So long as humans are the content creators however, I think it’s better to credit the people involved — up until artificial intelligence starts writing pieces.
Vikram, thank you for raising a very vital issue here. I was reading the fine print of Medium and there too, it is quite obvious that the ownership of the “idea” should remain with the producer or creator of the idea, not with Medium. Therefore, citing Medium as the source is clearly mis-attribution.
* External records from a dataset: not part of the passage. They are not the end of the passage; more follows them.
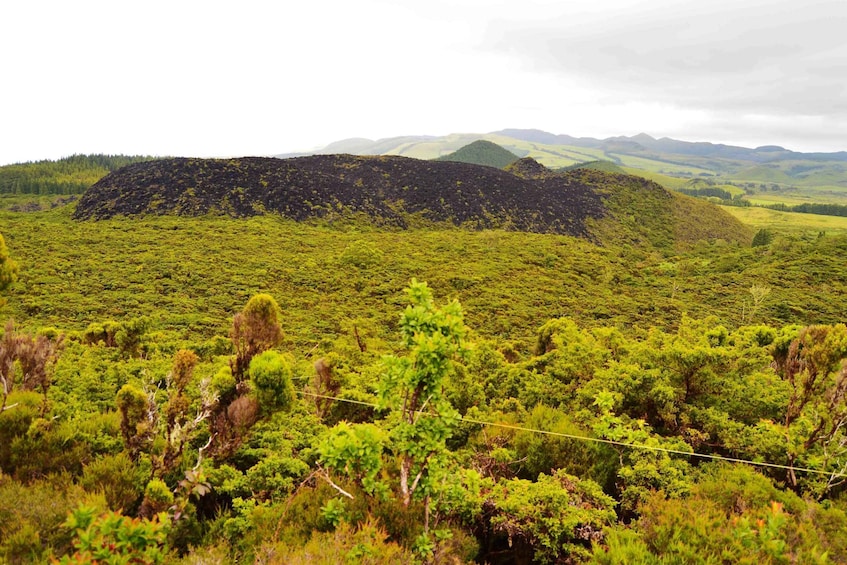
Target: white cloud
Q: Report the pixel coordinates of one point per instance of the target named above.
(216, 78)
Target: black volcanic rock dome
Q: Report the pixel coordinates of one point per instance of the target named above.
(385, 188)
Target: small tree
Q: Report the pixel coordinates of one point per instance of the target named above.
(254, 330)
(8, 269)
(270, 374)
(420, 418)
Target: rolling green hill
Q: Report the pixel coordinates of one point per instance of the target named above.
(770, 169)
(482, 152)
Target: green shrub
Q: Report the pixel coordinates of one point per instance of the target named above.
(270, 374)
(117, 477)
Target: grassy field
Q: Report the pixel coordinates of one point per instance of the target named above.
(789, 222)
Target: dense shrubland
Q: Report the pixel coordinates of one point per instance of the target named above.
(213, 390)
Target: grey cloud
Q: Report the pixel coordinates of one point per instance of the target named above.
(770, 58)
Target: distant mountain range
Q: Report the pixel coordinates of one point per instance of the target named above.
(767, 164)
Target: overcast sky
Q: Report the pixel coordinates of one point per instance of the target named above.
(211, 78)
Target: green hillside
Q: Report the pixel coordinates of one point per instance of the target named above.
(142, 321)
(817, 177)
(606, 166)
(482, 152)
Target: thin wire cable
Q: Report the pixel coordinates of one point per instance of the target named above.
(608, 441)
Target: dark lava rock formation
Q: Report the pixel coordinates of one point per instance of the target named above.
(389, 190)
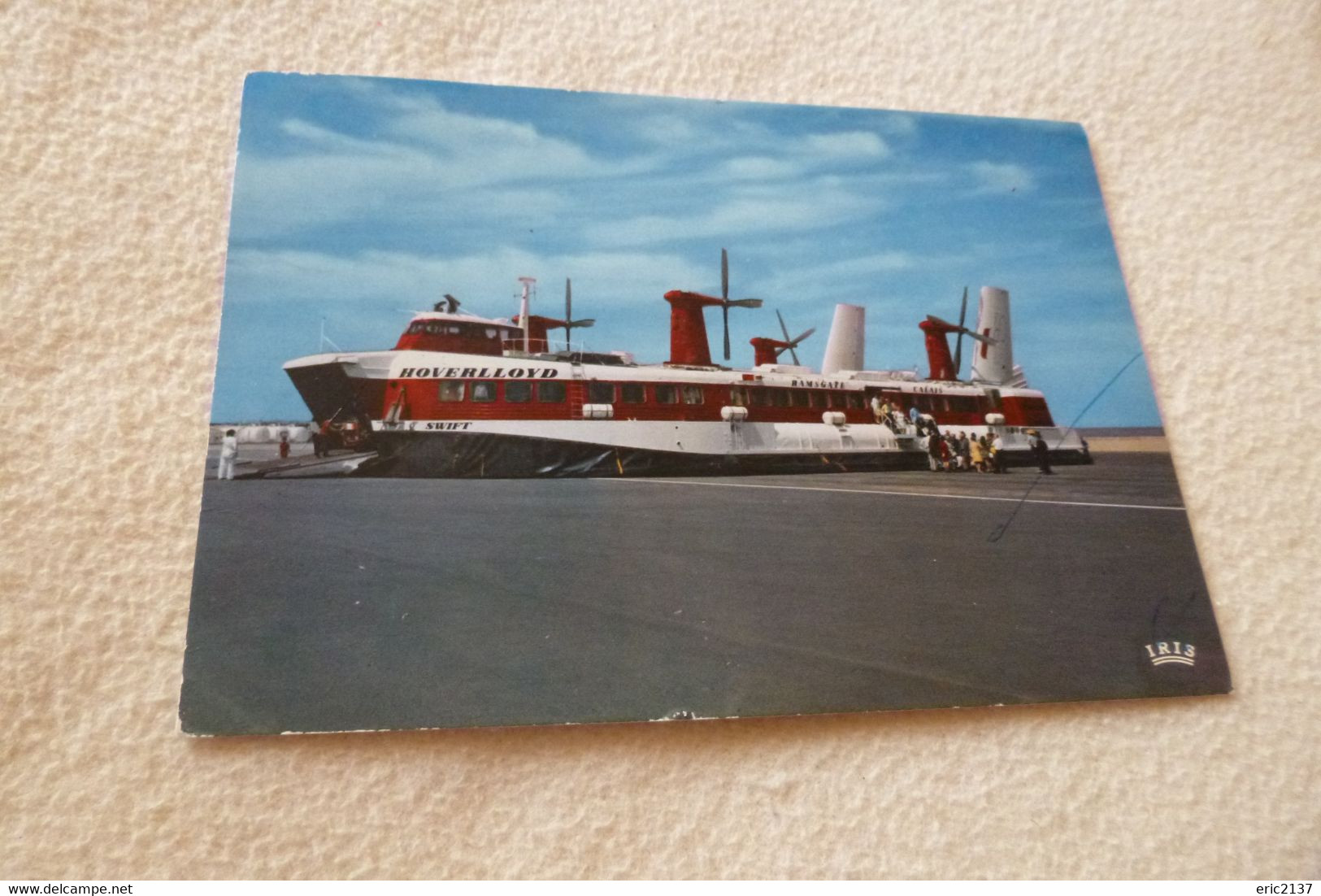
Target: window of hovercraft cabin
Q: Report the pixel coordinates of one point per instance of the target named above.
(467, 337)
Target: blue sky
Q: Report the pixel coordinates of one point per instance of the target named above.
(361, 200)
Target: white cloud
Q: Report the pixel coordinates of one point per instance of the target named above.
(758, 168)
(845, 144)
(486, 283)
(756, 209)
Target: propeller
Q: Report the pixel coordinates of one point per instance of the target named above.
(568, 312)
(725, 303)
(958, 342)
(796, 341)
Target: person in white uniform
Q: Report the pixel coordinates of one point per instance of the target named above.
(228, 451)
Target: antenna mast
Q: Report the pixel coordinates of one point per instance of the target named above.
(528, 289)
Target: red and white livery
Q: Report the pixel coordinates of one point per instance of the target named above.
(463, 395)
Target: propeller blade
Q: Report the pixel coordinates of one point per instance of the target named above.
(725, 310)
(958, 342)
(785, 331)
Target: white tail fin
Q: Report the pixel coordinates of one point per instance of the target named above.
(845, 346)
(993, 363)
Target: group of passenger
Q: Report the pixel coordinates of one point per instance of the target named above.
(951, 454)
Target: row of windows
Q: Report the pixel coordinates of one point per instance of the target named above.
(953, 403)
(515, 390)
(441, 328)
(597, 393)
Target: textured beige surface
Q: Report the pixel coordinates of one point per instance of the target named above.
(116, 150)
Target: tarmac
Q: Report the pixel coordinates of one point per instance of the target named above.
(336, 604)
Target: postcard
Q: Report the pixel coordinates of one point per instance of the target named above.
(541, 407)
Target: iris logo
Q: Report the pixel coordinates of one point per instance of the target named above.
(1171, 652)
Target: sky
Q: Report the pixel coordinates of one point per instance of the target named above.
(358, 201)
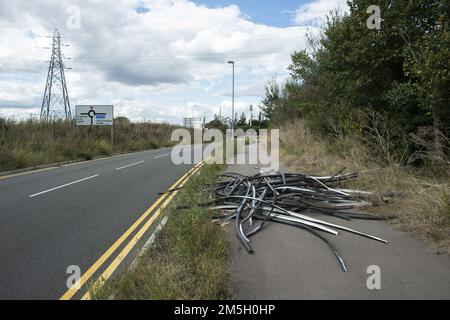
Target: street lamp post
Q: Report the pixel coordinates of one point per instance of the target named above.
(232, 103)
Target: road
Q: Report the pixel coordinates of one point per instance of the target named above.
(291, 264)
(70, 215)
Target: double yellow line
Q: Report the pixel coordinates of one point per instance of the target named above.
(133, 241)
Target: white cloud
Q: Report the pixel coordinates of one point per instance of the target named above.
(315, 12)
(161, 64)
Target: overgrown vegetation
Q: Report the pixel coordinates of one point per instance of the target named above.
(351, 76)
(31, 142)
(376, 101)
(188, 258)
(422, 205)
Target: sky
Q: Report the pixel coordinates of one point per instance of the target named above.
(154, 60)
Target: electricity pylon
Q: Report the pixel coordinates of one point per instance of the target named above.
(55, 103)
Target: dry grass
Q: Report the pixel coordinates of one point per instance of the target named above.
(424, 204)
(30, 143)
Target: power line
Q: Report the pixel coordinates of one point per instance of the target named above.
(55, 103)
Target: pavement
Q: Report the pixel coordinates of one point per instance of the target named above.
(70, 215)
(290, 263)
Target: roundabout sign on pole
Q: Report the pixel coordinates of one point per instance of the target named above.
(95, 115)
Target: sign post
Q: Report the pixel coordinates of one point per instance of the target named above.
(95, 115)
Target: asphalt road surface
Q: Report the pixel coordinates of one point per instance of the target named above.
(70, 215)
(290, 263)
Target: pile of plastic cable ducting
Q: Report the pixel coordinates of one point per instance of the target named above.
(288, 198)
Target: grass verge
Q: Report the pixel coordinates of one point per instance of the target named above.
(424, 206)
(188, 258)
This then brings up another point. Medium being a platform within a publishing framework of the web, if you will is like a recursive publishing platform. First, you have the web. Then, nested within web, we have a publishing platform where we are producing our work. Here too, are layers. The first, on the surface is the layer of individual creator who writes, shoots photos and videos, writes codes and shares the work or output in his or her own page. Then on the top of this is another layer. This layer is with the publication where the piece appears. Then, Medium as the container provides a holding place, and renders it visible. Medium’s contribution becomes important when Medium plays a role in increasing the visibility of the creative piece as they pay some creators to produce the contents which are preferably voted up to appear into the reading streams of all subscribers of Medium (staff picks publication by default). Where that does not happen, there is no real reason to attribute Medium for this credit any more than thanking the Web, the super container for that matter.
This issue will be increasingly important as we continue to experiment with Medium and learn to use Medium for different outputs such as scholarly publishing. Here, attribution is a major issue; this clarification of the granularity of publishing is very important.